Тут над крышами взошло солнце, Лорель, махнув метлой, исчез, а в комнате появились прислужницы с распяленным на руках парадным туалетом, ибо гостей, по обычаю, предстояло принимать с самой рани до позднего вечера.

И первым, к радостному удивлению семьи, прибыл большой и важный гость, начальник Тайной Канцелярии Гирш Ниссагль. Он, в числе прочих сановников, был приглашен в первую очередь, но по обыкновению такие гости являлись крайне редко. Ниссагль крадущимся, легким шагом пересек по-утреннему полутемную гостиную палату, поцеловал имениннице подол и руку – она засмущалась, опустила голубые глаза, – и преподнес ей подарки, от себя – довольно большое земельное владение неподалеку от Хаара (бургомистр припомнил, кто были прежние владельцы, их как раз месяца два назад казнили), от королевы – высокий золотой флакон с головкой в виде полураскрытого яшмового цветка с тонко выточенными лепестками. Это была старинная работа, вероятно, из королевской сокровищницы, и Эльса уже успела восторженно ахнуть, а бургомистр начал было басовито благодарить…

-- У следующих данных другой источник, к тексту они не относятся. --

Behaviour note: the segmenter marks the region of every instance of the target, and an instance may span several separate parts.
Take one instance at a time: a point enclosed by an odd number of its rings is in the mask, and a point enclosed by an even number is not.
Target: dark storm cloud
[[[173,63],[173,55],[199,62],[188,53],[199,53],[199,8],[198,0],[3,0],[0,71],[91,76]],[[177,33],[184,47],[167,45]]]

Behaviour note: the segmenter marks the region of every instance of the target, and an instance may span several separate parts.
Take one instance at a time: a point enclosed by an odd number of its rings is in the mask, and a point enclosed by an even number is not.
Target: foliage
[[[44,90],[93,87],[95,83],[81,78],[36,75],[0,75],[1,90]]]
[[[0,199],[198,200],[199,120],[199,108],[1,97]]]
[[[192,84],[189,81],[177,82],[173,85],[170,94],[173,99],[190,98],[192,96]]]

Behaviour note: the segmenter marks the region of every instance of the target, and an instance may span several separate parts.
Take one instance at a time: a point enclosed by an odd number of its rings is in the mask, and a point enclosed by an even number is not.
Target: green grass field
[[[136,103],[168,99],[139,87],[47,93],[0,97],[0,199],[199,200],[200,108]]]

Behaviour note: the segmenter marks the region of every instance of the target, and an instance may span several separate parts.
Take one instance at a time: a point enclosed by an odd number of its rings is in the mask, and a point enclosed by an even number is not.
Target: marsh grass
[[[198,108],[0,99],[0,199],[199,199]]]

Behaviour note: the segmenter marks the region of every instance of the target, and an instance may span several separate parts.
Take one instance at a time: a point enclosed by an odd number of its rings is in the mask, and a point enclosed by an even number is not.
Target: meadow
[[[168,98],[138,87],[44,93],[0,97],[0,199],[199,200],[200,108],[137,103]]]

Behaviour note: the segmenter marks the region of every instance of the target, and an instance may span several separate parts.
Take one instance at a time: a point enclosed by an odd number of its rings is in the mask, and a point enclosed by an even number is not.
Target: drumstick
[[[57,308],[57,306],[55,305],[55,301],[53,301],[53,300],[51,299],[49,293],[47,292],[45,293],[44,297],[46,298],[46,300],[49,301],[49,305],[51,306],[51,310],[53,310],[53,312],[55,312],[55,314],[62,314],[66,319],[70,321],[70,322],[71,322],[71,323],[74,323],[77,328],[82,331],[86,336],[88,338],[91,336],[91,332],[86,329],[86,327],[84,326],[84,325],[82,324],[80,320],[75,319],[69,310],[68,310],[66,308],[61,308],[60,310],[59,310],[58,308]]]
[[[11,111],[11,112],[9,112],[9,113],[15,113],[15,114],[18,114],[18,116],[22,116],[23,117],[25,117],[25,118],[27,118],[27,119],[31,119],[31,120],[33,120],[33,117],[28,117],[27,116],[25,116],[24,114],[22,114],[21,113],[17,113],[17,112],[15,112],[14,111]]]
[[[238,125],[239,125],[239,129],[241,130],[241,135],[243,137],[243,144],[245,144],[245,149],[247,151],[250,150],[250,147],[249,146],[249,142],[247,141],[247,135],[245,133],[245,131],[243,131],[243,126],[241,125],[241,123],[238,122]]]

– Сам флакон ничто по сравнению с тем, что внутри, – сказал Ниссагль, прервав изъявления благодарности взмахом перчатки. – Ее величество посылает вам, драгоценная именинница, лучшие духи этого мира. Можно сказать, волшебные духи. Их не продают, только получают в подарок…

Из горлышка флакона тянулся тонкий слабый запах. Нельзя было про него сказать ничего определенного. Пожалуй, он был терпковат.

– Прошу вас, драгоценная именинница, непременно ими себя опрыскать. Дело в том, что ее величество обещалась непременно быть, и я думаю, вы бы ей сделали приятное, если бы ими надушились. Только намочите слегка ваш прелестный пальчик и чуть коснитесь им. Думаю, ваши служанки все остальное вам подскажут. Полностью доверяюсь их опыту.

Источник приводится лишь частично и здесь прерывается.